The SVR retained control of all agents recruited and run by the KGB, and has been diligently increasing their numbers ever since, not least because the break-up of the former USSR has significantly added to the number of countries from which Russia now requires intelligence data.

The new organization continues to work from the former KGB’s sixty-acre complex of offices at Yasenevo — bearing more than a passing resemblance to the headquarters of the Central Intelligence Agency at Langley, Virginia. The main building was designed by Finnish architects and its construction utilized considerable quantities of aluminium and glass. The original seven-storey structure is shaped like three-pointed star, but is now dwarfed by a new twenty-two-floor extension situated at the far end of the western arm of the core building.

Raya Kosov walked towards the extremity of the northeasterly wing, passing on her way the separate entrance reserved for senior officers. She pushed through the glass double doors of the main entrance, stepped into a wide marble foyer,and again showed her pass to further SVR sentries.

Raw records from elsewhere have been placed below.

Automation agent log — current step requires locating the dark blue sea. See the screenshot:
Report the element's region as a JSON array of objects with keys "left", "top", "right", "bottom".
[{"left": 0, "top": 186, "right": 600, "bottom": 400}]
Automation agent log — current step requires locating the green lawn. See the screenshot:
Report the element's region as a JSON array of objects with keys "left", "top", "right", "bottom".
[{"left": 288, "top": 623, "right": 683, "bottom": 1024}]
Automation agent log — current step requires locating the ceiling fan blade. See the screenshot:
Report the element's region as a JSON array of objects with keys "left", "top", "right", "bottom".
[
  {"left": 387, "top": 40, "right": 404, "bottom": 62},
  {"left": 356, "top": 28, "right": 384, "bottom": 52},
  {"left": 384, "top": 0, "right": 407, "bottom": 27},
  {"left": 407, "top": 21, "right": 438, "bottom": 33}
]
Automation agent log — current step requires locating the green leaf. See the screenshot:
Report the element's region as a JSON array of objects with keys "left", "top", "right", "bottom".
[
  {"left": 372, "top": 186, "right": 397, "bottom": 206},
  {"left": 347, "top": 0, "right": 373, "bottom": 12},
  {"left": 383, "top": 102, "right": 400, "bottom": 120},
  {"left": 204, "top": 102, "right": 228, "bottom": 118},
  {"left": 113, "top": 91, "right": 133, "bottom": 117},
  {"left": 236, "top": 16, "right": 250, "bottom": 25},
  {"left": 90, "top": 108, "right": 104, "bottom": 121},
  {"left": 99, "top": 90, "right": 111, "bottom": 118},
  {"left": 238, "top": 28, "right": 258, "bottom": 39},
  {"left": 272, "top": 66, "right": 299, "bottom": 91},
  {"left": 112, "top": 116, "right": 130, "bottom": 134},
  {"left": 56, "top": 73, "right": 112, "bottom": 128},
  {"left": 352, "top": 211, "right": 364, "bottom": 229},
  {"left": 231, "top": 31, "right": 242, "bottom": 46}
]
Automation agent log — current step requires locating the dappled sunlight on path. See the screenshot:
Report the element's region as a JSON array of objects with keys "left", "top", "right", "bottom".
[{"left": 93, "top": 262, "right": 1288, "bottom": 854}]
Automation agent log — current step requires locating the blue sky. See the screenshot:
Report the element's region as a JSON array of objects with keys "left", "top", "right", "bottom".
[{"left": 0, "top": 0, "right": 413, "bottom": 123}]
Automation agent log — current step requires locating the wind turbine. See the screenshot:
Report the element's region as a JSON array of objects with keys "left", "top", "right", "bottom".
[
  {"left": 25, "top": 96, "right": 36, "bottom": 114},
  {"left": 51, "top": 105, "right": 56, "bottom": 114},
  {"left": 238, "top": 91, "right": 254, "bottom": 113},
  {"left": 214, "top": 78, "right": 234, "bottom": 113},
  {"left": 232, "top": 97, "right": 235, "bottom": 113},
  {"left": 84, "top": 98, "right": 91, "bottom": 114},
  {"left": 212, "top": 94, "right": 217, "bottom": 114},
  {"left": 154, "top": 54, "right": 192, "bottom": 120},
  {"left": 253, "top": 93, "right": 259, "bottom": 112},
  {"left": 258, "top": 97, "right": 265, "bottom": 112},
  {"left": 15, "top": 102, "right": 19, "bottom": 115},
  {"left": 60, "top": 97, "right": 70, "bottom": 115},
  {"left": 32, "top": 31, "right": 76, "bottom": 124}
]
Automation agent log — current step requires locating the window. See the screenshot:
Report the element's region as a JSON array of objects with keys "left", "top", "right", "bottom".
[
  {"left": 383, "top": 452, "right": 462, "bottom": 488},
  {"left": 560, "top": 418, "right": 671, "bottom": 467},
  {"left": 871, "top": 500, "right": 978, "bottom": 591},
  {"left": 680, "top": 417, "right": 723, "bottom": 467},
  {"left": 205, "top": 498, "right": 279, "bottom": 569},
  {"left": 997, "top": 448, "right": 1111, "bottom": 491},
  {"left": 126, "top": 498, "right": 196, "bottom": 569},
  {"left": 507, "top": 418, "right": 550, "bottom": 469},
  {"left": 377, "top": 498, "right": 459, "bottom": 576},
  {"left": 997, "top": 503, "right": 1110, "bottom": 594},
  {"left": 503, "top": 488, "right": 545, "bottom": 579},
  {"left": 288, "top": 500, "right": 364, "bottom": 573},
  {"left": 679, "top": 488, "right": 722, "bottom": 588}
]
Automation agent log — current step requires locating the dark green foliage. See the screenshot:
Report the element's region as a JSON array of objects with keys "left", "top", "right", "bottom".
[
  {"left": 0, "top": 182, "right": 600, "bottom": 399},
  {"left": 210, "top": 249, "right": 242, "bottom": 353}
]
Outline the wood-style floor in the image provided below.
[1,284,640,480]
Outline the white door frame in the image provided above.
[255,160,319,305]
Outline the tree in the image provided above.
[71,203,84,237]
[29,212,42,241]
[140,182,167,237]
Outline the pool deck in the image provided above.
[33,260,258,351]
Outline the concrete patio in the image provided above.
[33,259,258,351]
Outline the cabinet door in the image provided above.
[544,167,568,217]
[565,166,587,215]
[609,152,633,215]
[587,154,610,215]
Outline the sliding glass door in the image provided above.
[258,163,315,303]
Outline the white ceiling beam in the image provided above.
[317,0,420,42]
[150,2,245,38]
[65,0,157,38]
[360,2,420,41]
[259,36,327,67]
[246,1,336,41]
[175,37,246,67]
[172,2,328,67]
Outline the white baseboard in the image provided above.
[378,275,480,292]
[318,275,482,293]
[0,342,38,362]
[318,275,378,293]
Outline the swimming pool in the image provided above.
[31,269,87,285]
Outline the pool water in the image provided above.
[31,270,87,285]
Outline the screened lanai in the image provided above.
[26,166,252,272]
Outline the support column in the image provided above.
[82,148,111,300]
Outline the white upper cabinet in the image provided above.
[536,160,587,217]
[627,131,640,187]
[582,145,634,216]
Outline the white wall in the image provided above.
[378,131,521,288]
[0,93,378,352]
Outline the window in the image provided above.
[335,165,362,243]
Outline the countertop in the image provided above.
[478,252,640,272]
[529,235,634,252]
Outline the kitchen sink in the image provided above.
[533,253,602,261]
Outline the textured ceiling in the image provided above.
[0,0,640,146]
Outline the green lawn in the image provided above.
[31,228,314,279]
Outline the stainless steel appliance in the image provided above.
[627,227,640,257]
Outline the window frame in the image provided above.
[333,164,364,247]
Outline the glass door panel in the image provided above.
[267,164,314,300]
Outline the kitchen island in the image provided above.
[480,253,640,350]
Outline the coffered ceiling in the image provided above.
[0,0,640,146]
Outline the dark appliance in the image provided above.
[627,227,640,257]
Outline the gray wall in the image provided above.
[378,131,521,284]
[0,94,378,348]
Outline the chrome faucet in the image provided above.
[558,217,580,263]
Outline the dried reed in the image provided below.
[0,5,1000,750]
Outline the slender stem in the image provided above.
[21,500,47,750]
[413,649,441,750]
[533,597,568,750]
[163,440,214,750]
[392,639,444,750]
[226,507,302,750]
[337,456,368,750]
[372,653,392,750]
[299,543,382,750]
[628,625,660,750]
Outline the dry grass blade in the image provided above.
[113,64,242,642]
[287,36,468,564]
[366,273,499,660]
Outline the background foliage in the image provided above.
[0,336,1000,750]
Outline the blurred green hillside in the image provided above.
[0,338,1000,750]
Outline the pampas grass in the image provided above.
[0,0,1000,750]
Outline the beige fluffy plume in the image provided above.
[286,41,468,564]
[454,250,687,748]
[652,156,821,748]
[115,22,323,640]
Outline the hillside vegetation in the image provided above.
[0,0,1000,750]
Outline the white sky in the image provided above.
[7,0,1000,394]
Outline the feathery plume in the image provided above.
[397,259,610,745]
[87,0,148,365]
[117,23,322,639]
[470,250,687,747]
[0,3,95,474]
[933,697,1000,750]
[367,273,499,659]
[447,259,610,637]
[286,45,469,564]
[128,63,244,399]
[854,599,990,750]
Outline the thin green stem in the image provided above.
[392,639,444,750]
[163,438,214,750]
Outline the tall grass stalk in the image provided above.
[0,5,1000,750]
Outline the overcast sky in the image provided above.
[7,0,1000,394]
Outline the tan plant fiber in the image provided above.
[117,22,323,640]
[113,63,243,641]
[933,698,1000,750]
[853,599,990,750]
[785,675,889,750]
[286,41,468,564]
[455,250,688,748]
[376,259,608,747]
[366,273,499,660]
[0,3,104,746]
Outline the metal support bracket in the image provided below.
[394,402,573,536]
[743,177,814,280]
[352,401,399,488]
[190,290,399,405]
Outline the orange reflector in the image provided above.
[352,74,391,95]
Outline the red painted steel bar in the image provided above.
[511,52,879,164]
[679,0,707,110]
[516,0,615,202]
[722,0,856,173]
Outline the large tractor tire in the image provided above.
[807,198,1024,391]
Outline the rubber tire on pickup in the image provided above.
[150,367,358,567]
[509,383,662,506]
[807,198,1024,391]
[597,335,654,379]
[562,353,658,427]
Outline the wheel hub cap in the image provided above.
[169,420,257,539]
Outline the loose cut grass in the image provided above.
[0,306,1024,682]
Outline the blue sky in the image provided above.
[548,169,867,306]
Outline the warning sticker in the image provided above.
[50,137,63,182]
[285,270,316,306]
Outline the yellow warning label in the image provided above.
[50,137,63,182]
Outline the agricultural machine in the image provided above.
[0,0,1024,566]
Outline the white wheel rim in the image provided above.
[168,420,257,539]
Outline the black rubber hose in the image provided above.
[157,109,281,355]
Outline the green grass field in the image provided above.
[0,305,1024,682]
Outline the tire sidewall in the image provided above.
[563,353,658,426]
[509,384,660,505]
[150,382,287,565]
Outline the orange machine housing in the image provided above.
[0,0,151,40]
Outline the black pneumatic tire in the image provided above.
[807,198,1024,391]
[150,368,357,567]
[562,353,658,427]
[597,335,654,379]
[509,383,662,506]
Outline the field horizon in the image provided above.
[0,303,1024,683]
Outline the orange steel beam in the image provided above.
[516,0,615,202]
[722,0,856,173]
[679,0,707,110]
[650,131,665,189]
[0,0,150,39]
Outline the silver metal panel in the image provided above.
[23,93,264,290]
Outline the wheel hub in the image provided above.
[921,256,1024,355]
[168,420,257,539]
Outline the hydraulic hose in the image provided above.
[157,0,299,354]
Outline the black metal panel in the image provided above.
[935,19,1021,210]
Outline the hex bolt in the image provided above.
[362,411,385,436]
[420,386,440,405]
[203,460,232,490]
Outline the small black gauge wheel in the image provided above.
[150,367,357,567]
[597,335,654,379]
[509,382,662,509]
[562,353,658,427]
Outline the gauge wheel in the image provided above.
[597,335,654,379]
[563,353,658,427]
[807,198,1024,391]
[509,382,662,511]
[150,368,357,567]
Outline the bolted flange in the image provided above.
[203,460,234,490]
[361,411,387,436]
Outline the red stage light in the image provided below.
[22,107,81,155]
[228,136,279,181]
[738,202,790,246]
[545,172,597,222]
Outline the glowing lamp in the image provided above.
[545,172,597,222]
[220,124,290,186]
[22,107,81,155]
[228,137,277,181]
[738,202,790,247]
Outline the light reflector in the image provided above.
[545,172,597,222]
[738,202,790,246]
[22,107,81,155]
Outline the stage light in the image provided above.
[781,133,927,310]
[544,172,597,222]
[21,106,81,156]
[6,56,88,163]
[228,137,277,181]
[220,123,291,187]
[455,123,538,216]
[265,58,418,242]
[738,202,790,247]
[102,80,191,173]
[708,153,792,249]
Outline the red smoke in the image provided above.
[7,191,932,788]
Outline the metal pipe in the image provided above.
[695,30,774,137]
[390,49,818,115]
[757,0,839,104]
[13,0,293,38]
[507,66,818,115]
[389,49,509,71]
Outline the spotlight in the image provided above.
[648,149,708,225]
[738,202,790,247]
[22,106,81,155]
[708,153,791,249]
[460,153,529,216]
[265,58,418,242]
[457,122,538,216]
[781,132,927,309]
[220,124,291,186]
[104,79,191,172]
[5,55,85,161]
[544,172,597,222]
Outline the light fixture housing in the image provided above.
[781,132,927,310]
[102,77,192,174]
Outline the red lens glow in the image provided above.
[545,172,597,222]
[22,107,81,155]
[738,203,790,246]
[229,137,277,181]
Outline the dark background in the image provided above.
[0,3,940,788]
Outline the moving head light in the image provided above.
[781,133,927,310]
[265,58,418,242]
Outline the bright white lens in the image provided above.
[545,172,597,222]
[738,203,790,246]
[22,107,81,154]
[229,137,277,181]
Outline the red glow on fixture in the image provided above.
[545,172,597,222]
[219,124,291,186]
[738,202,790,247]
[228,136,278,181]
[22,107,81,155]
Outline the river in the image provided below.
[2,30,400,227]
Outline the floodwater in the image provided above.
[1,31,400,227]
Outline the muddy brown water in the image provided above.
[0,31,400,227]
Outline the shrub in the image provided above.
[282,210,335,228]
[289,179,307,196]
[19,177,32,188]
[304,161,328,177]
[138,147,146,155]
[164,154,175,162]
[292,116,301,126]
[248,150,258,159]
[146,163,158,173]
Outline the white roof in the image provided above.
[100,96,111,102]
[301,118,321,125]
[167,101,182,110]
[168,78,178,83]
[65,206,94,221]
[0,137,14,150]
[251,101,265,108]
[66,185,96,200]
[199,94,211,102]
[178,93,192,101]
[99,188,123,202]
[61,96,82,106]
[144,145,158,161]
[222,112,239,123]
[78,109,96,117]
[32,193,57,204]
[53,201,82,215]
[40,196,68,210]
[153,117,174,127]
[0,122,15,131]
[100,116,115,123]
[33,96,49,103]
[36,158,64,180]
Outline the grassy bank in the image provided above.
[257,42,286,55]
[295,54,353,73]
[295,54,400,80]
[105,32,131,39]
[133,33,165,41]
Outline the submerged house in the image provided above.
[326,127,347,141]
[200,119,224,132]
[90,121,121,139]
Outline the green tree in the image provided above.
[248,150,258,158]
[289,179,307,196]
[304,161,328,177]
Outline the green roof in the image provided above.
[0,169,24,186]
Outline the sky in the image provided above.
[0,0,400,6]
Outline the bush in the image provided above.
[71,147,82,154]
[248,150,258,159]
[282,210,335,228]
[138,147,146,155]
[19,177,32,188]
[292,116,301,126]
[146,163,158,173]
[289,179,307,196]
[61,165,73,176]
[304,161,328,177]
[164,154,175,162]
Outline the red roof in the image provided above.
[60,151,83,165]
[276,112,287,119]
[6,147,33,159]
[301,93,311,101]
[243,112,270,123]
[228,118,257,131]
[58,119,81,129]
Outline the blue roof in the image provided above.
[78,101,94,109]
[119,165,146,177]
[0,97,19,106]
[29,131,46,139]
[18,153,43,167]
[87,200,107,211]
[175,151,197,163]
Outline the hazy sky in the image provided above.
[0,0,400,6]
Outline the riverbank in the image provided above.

Striding past the bust of Feliks Dzerzhinsky standing in the middle of the foyer, she crossed to the news-stand to one side, where she bought a magazine. She then passed through a further checkpoint and into the new extension building, before stopping at the main bank of elevators.

As the doors opened, she stepped into the lift, and pressed the button for the fifteenth floor.

Paxton Hall, Felsham, Bury St Edmunds, Suffolk

The land had been a part of the Paxton family estate in Suffolk since 1675, but the proximity of marshy fenland and the difficulty of providing proper drainage had ensured that it remained relatively unproductive. In 1724 Roger Paxton decided to erect a new family seat at the edge of the land, and within eight years the Paxton family had built the Hall and moved in.

Roger Paxton’s abiding passion, and his ultimate ruin, was gambling, and in 1742 ownership of the house, and the six acres of woodland that surrounded it, passed to one Giles de Verney in settlement of numerous debts. The new owner took up residence with his family, put up with the damp and cold for just over two years, and then gave the property to his cousin Charles.

Charles de Verney actually liked living in the Hall, and his descendants continued to reside there until the early years of the twentieth century. The last de Verney to own the property was Edith, who survived her husband by the better part of forty years and, after his death in 1876, retreated to the Hall in her widow’s weeds.

With the passing years, she became increasingly eccentric and erratic in her behaviour, virtually never leaving the premises and steadily filling each room of the large house with rubbish. Edith finally died in her small single bedroom at one end of the east wing, all alone as she’d been for fifteen years, and her body wasn’t found there for nearly three weeks.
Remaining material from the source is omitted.